Not quite. The “default case” of a software company shipping an application is that there will definitely be bugs in the parts of the software they have not specifically and sufficiently tested… where “bugs” can mean anything from crashes or loops, to data corruption.
The analogy here—and it’s so direct and obvious a relationship that it’s a stretch to even call it an analogy! -- is that if you haven’t specifically tested your self-improving AGI for it, there are likely to be bugs in the “not killing us all” parts.
I repeat: we already know that untested scenarios nearly always have bugs, because human beings are bad at predicting what complex programs will do, outside of the specific scenarios they’ve envisioned.
And we are spectacularly bad at this, even for crap like accounting software. It is hubris verging on sheer insanity to assume that humans will be able to (by default) write a self-improving AGI that has to be bug-free from the moment it is first run.
The idea that a self-improving AGI has to be bug-free from the moment it is first run seems like part of the “syndrome” to me. Can the machine fix its own bugs? What about a “controlled ascent”? etc.
How do you plan to fix the bugs in its bug-fixing ability, before the bug-fixing ability is applied to fixing bugs in the “don’t kill everyone” routine? ;-)
More to the point, how do you know that you and the machine have the same definition of “bug”? That seems to me like the fundamental danger of self-improving AGI: if you don’t agree with it on what counts as a “bug”, then you’re screwed.
(Relevant SF example: a short story in which the AI ship—also the story’s narrator—explains how she corrected her creator’s all-too-human error: he said their goal was to reach the stars, and yet for some reason, he set their course to land on a planet.
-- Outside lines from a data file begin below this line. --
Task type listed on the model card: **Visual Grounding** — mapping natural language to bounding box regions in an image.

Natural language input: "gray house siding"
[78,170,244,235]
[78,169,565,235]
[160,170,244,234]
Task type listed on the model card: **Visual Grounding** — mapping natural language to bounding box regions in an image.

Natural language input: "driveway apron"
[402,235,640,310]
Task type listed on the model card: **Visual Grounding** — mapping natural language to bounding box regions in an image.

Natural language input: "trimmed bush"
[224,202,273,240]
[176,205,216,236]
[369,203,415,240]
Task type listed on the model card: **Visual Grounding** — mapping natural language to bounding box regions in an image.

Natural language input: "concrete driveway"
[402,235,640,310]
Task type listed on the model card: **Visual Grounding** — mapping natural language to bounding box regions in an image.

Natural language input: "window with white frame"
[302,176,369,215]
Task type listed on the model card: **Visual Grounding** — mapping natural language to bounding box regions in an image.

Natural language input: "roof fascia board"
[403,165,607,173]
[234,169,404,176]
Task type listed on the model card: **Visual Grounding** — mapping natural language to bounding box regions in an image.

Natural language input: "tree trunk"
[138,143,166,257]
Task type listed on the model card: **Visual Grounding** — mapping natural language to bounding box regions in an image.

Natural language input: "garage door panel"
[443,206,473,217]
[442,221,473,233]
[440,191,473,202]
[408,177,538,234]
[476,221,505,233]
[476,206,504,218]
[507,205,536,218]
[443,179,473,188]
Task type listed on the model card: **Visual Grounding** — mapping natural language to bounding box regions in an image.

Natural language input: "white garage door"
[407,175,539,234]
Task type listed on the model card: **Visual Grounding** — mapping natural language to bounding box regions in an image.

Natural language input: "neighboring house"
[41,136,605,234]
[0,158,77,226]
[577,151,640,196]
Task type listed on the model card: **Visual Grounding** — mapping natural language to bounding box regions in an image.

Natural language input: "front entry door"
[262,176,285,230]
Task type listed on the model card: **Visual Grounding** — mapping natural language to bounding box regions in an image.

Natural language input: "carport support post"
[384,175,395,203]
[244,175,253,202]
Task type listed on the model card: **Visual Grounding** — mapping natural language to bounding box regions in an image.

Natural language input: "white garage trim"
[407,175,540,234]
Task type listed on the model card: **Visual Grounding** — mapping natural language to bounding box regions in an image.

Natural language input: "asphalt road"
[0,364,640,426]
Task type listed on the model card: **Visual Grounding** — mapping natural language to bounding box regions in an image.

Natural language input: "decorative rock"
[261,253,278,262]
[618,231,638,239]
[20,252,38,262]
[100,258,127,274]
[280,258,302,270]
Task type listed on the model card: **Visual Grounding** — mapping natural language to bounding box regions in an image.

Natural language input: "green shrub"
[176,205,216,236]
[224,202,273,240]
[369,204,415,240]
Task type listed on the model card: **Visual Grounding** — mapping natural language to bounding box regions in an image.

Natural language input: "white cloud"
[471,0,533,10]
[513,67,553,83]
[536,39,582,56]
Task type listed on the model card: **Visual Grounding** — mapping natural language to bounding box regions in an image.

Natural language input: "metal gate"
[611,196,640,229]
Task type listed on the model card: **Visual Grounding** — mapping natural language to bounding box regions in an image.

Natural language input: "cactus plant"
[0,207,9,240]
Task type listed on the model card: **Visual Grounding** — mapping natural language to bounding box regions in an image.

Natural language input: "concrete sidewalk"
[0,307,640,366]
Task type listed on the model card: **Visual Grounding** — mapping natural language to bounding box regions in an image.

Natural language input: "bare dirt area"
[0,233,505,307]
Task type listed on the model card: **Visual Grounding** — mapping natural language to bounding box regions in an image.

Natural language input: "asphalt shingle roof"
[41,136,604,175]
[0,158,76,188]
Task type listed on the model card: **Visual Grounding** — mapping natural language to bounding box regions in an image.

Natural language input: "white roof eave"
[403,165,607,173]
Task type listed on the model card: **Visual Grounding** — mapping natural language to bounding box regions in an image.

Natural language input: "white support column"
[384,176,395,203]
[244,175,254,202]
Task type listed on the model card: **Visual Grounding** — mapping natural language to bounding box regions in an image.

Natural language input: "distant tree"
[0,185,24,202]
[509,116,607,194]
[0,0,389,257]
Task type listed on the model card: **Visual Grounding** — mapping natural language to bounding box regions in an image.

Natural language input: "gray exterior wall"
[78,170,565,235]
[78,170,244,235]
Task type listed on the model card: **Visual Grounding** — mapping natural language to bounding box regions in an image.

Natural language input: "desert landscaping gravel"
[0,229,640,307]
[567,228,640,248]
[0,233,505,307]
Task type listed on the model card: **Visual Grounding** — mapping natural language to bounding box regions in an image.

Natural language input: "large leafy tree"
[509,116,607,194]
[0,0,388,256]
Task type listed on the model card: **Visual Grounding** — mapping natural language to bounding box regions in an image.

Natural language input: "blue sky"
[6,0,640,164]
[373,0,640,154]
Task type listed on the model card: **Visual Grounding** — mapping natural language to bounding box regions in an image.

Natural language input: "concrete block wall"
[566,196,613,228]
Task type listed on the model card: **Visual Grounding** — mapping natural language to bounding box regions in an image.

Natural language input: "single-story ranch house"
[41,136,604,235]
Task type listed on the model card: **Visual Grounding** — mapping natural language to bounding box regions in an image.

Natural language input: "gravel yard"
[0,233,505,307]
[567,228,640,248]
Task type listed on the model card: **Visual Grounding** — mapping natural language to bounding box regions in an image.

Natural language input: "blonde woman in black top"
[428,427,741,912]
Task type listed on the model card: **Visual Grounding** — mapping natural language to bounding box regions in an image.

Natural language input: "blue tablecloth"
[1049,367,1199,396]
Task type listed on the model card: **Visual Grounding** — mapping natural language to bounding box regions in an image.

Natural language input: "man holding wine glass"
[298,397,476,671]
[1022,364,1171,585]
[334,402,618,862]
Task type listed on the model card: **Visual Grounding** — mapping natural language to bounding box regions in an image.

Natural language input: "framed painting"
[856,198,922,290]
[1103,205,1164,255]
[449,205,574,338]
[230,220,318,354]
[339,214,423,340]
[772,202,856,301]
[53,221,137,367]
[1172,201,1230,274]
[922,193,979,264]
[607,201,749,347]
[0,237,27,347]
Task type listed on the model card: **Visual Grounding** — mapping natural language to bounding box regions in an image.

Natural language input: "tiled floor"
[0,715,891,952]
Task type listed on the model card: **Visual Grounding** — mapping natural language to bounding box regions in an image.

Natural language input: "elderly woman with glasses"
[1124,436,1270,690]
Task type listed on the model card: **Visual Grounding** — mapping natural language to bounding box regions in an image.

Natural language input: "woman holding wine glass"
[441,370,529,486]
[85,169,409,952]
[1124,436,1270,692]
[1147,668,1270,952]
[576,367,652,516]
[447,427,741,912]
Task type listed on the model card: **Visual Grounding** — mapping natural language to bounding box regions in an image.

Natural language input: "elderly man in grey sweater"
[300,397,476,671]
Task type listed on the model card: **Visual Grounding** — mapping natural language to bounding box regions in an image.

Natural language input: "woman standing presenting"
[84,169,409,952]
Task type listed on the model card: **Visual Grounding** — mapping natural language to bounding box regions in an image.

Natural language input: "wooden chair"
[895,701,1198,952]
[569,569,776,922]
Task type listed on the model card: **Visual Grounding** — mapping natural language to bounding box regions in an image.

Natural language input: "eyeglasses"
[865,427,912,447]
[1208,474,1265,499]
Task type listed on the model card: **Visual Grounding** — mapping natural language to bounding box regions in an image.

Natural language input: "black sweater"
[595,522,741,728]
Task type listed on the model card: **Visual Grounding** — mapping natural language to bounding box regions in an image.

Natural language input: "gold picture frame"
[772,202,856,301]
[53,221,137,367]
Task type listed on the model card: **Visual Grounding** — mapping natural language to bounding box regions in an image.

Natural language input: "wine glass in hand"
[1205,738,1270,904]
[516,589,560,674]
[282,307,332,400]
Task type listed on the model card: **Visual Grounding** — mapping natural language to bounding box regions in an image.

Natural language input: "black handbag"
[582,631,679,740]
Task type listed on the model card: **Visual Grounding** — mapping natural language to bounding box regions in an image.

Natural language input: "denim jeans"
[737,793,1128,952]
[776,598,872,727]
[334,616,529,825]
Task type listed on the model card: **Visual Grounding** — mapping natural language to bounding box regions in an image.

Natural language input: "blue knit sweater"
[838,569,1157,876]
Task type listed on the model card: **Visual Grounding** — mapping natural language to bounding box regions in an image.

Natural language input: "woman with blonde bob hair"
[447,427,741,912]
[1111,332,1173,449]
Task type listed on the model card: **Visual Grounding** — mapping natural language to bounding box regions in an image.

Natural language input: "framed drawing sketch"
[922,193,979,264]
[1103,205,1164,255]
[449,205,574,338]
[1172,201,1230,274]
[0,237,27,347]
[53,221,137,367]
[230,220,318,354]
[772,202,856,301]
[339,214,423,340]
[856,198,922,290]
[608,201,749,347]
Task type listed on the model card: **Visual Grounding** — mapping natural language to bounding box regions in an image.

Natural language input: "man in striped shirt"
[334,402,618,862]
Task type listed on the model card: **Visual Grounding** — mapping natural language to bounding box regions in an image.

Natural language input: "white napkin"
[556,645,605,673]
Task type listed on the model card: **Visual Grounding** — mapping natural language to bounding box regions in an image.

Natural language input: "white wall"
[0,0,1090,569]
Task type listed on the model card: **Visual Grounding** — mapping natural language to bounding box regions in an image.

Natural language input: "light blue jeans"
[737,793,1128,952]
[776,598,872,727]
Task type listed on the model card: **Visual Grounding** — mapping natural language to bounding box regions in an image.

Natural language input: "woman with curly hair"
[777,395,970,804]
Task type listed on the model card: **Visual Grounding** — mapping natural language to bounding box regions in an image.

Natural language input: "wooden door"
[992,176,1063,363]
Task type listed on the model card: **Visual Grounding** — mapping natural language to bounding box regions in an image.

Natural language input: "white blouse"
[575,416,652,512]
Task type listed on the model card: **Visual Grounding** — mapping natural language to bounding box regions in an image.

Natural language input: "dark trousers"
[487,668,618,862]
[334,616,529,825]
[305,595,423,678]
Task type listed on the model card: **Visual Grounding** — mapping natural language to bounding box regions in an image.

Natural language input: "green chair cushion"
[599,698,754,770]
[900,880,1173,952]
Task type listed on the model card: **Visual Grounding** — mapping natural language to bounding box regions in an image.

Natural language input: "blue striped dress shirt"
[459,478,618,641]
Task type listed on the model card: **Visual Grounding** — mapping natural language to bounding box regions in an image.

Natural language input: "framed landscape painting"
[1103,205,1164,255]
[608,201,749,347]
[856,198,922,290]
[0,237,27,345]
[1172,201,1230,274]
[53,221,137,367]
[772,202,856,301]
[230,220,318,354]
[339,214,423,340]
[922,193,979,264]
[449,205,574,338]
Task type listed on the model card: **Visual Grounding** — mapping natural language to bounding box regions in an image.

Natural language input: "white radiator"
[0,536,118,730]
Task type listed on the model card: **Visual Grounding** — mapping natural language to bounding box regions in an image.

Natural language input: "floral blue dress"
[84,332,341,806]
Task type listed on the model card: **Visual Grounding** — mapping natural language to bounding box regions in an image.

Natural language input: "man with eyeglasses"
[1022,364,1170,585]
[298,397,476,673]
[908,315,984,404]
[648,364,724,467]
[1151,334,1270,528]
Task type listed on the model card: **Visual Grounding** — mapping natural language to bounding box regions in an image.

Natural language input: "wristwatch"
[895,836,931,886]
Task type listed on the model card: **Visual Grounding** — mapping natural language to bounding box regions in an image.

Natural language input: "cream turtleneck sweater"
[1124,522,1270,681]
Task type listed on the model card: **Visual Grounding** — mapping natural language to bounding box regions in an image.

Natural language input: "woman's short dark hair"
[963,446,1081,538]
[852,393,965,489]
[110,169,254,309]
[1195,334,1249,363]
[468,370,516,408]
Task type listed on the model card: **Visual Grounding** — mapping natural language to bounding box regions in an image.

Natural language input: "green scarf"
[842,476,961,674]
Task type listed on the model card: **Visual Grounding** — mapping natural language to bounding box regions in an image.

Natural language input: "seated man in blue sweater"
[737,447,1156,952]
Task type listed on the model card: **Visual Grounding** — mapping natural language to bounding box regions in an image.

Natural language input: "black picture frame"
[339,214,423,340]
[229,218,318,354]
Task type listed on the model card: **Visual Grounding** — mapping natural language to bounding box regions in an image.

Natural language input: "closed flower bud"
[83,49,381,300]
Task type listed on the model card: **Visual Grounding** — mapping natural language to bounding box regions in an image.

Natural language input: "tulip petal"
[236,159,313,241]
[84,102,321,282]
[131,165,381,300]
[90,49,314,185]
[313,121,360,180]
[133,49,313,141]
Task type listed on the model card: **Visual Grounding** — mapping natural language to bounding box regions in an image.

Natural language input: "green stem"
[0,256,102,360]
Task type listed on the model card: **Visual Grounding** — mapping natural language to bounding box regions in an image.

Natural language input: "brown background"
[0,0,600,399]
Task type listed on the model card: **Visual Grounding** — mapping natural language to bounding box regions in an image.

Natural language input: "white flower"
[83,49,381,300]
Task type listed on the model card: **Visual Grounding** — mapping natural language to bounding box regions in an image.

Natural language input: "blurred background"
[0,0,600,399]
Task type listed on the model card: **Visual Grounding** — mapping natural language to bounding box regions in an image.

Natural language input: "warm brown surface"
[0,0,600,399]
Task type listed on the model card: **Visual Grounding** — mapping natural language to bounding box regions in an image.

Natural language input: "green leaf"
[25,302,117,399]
Silly human!)
What about a “controlled ascent”?
How would that be the default case, if you’re explicitly taking precautions?
It seems as though you don’t have any references for the supposed “hubris verging on sheer insanity”. Maybe people didn’t think that in the first place.
Computers regularly detect and fix bugs today—e.g. check out Eclipse.
I never claimed “controlled ascent” as being “the default case”. In fact I am here criticising “the default case” as weasel wording.
Not quite. The “default case” of a software company shipping an application is that there will definitely be bugs in the parts of the software they have not specifically and sufficiently tested… where “bugs” can mean anything from crashes or loops, to data corruption.
The analogy here—and it’s so direct and obvious a relationship that it’s a stretch to even call it an analogy! -- is that if you haven’t specifically tested your self-improving AGI for it, there are likely to be bugs in the “not killing us all” parts.
I repeat: we already know that untested scenarios nearly always have bugs, because human beings are bad at predicting what complex programs will do, outside of the specific scenarios they’ve envisioned.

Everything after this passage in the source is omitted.